96. “Private sector health and education cream off the very best in resources and personnel from the state sector.”
When people pay for private health and education, they save the state money because it no longer has to provide facilities for them. Furthermore, the money they spend for themselves means that the total expenditure on health and education is increased. And because the private sector has to be responsive to what consumers seek, it gives the public sector some idea of what it is that people want. It is not true that it drains away state service personnel; only a tiny fraction of those going to work in private healthcare come from the state sector.
Private health and education do not take resources away from the public sector; they give it more to spend per head. They may, by providing more flexible conditions, attract some of the most talented personnel. But they also improve conditions in the state sector by taking away some of its workload; and there may always be those who prefer to work in the state sector. Machines bought for use in private medicine increase the total supply of health equipment and the supply of equipment per head for the population. Their use enables waiting times for NHS equipment to be cut.

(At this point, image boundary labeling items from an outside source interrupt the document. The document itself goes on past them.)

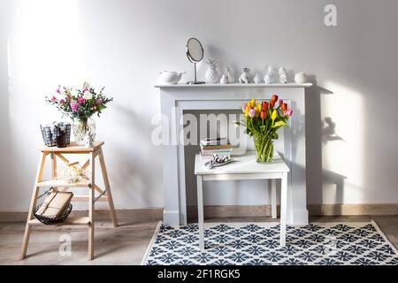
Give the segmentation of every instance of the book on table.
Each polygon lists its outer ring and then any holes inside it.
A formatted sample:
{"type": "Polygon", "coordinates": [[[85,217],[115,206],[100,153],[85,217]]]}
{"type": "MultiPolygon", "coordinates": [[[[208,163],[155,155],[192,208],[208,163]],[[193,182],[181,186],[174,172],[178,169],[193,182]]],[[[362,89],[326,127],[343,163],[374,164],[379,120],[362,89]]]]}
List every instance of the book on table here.
{"type": "Polygon", "coordinates": [[[201,140],[201,160],[206,162],[214,155],[227,157],[231,158],[233,145],[227,138],[204,139],[201,140]]]}

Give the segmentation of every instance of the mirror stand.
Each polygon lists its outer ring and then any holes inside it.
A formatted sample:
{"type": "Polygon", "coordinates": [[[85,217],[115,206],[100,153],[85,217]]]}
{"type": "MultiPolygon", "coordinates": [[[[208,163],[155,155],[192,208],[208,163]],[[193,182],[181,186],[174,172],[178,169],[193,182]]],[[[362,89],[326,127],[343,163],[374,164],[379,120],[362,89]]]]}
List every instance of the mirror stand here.
{"type": "Polygon", "coordinates": [[[187,82],[188,85],[201,85],[205,83],[204,81],[197,81],[196,80],[196,62],[194,62],[194,79],[195,80],[191,80],[187,82]]]}

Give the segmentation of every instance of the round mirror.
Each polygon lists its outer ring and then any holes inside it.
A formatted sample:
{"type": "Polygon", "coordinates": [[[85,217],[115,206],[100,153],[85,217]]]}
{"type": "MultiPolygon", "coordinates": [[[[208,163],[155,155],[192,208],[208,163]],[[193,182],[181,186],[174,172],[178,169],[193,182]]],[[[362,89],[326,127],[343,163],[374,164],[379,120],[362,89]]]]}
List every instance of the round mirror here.
{"type": "Polygon", "coordinates": [[[203,48],[201,42],[191,37],[187,43],[187,57],[192,63],[198,63],[203,58],[203,48]]]}
{"type": "Polygon", "coordinates": [[[201,42],[195,37],[189,38],[187,42],[187,57],[191,63],[194,63],[195,72],[195,80],[188,81],[188,83],[191,85],[204,83],[204,81],[196,80],[196,63],[201,62],[203,58],[203,48],[202,47],[201,42]]]}

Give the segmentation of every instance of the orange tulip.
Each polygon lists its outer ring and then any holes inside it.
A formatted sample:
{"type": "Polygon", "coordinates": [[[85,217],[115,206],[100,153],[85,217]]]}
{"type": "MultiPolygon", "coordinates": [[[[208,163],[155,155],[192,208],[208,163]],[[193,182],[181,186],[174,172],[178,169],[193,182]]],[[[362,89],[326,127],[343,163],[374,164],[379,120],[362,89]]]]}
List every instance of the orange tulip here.
{"type": "Polygon", "coordinates": [[[284,111],[286,111],[287,110],[287,103],[283,103],[281,108],[284,111]]]}
{"type": "Polygon", "coordinates": [[[271,101],[270,101],[270,106],[271,106],[272,108],[273,108],[273,106],[275,106],[275,103],[276,103],[276,101],[271,100],[271,101]]]}
{"type": "Polygon", "coordinates": [[[263,102],[262,111],[264,111],[265,112],[268,111],[268,103],[266,101],[263,102]]]}

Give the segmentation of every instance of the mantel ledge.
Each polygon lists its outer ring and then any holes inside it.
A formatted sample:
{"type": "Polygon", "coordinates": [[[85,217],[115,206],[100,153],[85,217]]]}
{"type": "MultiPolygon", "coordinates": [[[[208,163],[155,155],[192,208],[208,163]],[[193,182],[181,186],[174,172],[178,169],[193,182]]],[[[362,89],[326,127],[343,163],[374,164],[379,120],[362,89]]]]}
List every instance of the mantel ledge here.
{"type": "Polygon", "coordinates": [[[206,84],[198,84],[198,85],[189,85],[187,83],[179,83],[176,85],[167,85],[167,84],[157,84],[155,88],[310,88],[312,86],[312,83],[228,83],[228,84],[220,84],[220,83],[206,83],[206,84]]]}

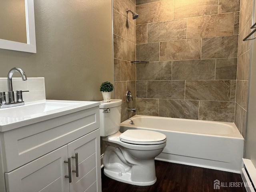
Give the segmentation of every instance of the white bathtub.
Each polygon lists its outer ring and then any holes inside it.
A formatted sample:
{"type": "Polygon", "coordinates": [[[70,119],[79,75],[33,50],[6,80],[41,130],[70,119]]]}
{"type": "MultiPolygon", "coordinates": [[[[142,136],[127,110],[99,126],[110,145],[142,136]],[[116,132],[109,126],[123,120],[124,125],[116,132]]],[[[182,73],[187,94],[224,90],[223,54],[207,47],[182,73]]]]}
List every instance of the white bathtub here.
{"type": "Polygon", "coordinates": [[[132,129],[166,135],[156,160],[240,173],[244,138],[234,123],[136,115],[120,124],[121,132],[132,129]]]}

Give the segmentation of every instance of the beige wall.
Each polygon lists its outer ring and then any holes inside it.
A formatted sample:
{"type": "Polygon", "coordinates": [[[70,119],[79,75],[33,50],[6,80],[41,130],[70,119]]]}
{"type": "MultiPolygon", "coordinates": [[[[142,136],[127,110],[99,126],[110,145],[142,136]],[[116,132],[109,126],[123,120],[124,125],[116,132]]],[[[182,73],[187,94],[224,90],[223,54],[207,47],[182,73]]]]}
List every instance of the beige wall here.
{"type": "Polygon", "coordinates": [[[19,67],[45,78],[48,99],[102,100],[101,83],[113,81],[111,0],[34,4],[37,53],[0,49],[0,77],[19,67]]]}
{"type": "Polygon", "coordinates": [[[121,122],[135,114],[127,108],[135,107],[136,65],[130,62],[135,60],[136,20],[126,12],[126,8],[135,11],[135,1],[113,0],[115,98],[123,100],[121,122]],[[129,103],[125,97],[128,90],[134,98],[129,103]]]}
{"type": "Polygon", "coordinates": [[[239,2],[136,1],[137,114],[234,122],[239,2]]]}

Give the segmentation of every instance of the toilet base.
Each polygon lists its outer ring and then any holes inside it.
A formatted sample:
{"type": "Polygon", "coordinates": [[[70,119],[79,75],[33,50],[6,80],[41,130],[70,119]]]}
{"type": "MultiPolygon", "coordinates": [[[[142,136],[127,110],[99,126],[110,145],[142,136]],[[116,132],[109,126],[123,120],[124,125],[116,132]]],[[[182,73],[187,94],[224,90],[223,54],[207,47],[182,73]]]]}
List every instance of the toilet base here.
{"type": "Polygon", "coordinates": [[[152,185],[156,182],[156,177],[155,179],[151,181],[147,182],[138,182],[133,181],[131,180],[131,174],[130,172],[125,173],[118,173],[116,172],[111,171],[109,170],[104,169],[104,174],[111,178],[117,181],[120,181],[123,183],[128,183],[132,185],[137,185],[138,186],[148,186],[152,185]],[[122,176],[119,176],[120,174],[122,176]]]}

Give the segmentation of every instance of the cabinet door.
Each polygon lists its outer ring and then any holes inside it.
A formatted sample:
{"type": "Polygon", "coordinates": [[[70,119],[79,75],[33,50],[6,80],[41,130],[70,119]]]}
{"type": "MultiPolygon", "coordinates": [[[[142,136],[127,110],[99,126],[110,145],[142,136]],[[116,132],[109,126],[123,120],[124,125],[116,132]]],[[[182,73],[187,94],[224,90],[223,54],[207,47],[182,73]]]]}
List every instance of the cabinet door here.
{"type": "Polygon", "coordinates": [[[5,174],[7,192],[68,192],[66,145],[5,174]]]}
{"type": "MultiPolygon", "coordinates": [[[[100,140],[98,129],[68,144],[69,157],[78,154],[78,176],[72,172],[70,192],[101,191],[100,140]]],[[[71,161],[75,170],[75,159],[71,161]]]]}

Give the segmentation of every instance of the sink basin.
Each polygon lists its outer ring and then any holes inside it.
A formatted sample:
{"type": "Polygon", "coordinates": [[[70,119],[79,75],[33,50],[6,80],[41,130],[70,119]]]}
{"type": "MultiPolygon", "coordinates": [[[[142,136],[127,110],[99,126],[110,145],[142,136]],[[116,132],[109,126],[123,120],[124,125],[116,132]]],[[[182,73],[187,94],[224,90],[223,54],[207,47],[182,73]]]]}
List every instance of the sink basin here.
{"type": "Polygon", "coordinates": [[[25,103],[21,106],[0,108],[0,132],[93,107],[99,106],[100,103],[92,101],[43,100],[25,103]]]}

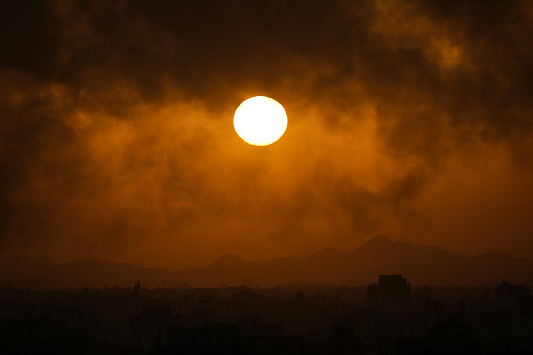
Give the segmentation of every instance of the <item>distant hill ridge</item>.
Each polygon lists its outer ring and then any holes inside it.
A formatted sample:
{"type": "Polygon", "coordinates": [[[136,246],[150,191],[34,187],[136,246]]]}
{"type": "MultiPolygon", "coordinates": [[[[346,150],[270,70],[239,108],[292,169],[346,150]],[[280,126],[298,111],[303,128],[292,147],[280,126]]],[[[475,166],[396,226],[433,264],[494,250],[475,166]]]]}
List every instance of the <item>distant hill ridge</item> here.
{"type": "Polygon", "coordinates": [[[490,252],[464,256],[434,245],[414,246],[375,237],[352,251],[323,249],[307,258],[289,257],[248,261],[227,254],[205,268],[169,271],[132,263],[90,260],[55,263],[41,255],[0,259],[0,286],[37,289],[92,285],[130,286],[136,279],[148,287],[185,283],[191,286],[280,284],[364,285],[380,274],[401,274],[414,285],[494,284],[502,280],[533,283],[533,263],[524,258],[490,252]]]}

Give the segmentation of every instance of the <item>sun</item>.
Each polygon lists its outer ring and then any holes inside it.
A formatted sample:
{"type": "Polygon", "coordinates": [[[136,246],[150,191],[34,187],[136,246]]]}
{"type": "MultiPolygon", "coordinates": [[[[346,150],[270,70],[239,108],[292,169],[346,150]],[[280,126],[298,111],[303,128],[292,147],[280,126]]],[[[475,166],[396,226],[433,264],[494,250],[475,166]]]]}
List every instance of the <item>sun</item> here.
{"type": "Polygon", "coordinates": [[[243,102],[233,116],[235,131],[252,145],[268,145],[287,129],[287,113],[281,104],[266,96],[254,96],[243,102]]]}

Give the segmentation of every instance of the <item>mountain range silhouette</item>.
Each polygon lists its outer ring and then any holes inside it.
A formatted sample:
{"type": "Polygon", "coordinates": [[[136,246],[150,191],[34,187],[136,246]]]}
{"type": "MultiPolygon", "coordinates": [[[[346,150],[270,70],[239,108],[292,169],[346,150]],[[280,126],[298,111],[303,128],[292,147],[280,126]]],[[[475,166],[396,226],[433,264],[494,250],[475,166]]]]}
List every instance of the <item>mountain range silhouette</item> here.
{"type": "Polygon", "coordinates": [[[533,263],[525,258],[490,252],[465,256],[434,245],[414,246],[375,237],[352,251],[327,248],[306,258],[289,257],[248,261],[227,254],[205,268],[171,271],[141,265],[91,260],[52,262],[41,255],[0,259],[0,286],[36,289],[132,286],[135,280],[147,287],[187,283],[190,287],[245,284],[365,285],[377,275],[400,274],[413,285],[490,285],[507,280],[533,283],[533,263]]]}

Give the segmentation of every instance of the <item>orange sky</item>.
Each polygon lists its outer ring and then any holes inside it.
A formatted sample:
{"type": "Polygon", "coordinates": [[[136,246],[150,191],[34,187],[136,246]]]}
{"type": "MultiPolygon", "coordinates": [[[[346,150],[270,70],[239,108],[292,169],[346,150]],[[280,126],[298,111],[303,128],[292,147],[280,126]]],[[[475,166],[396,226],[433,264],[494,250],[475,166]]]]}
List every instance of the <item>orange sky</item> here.
{"type": "Polygon", "coordinates": [[[533,259],[530,2],[28,7],[0,15],[3,255],[533,259]],[[266,147],[232,126],[258,95],[288,117],[266,147]]]}

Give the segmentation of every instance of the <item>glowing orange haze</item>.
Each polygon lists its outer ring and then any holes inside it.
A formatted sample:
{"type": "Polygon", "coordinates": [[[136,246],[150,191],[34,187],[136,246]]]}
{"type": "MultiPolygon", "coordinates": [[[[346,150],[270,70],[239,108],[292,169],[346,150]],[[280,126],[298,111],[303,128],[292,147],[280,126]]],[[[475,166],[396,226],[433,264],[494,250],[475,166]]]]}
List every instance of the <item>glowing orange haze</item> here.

The private sector often acts as pacemaker for the public sector, making advances in services and techniques which the public sector can follow. Some of the innovative treatments are available first in the private sector, and spread over into the state sector once their value and efficacy have been established. In both health and education it is not so much the financial rewards which draw people to the private sector; it is the attitudes and conditions they find there. The weight of bureaucratic compliance and the endless form-filling are absent, and personnel have more time to interact with those they are serving. The parallel private services do not undermine the state services; they bring about their improvement.